Before von Traubenberg arrived at photography he had been trained as an architect, which one can still see in his work today. Details of house facades and street views, falling lines, fragments, strong contrasts and bright colors give the images a technically disciplined appearance. Like in a collage, the individual layers are placed upon and woven in one another.
The results of his artistic vision seem almost abstract – but only almost. Day-to-day realities of the city are never completely lost. This oscillation between abstraction and reality takes place again in the creation of the images. Von Traubenberg purposefully reveals to the viewer the tension between analog and digital photography, a combination that is rare today. The camera still has a role to play, and yet it is not the decisive tool in the creation of his work but rather a first step.
Von Traubenberg’s raw materials are exposed analog slide film, some of which show Frankfurt’s distinctive skyline.
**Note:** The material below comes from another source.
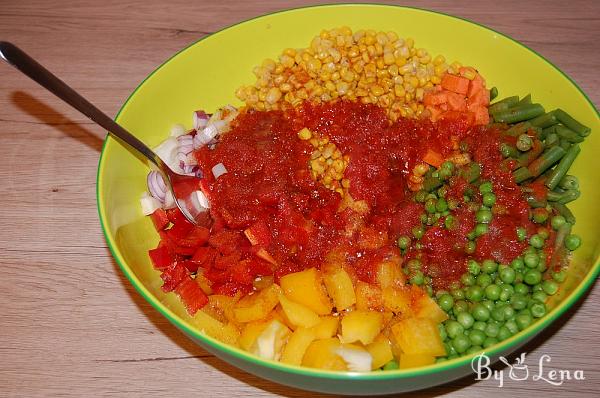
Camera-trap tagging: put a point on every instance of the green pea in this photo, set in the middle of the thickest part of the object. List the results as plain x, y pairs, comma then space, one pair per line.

These films, however, are so severely over- or under-exposed that one can hardly recognize what is pictured; they are almost completely black or completely white.
These slides are finally digitally scanned, but the lack of recognizable objects on the nearly monochrome surface causes the scanner to "invent" and augment the image with color spaces of its own. What is actually an error is exactly what von Traubenberg wants in his works. The invisible is translated into color fields, overlaid with architectural fragments: an intricate structural weave.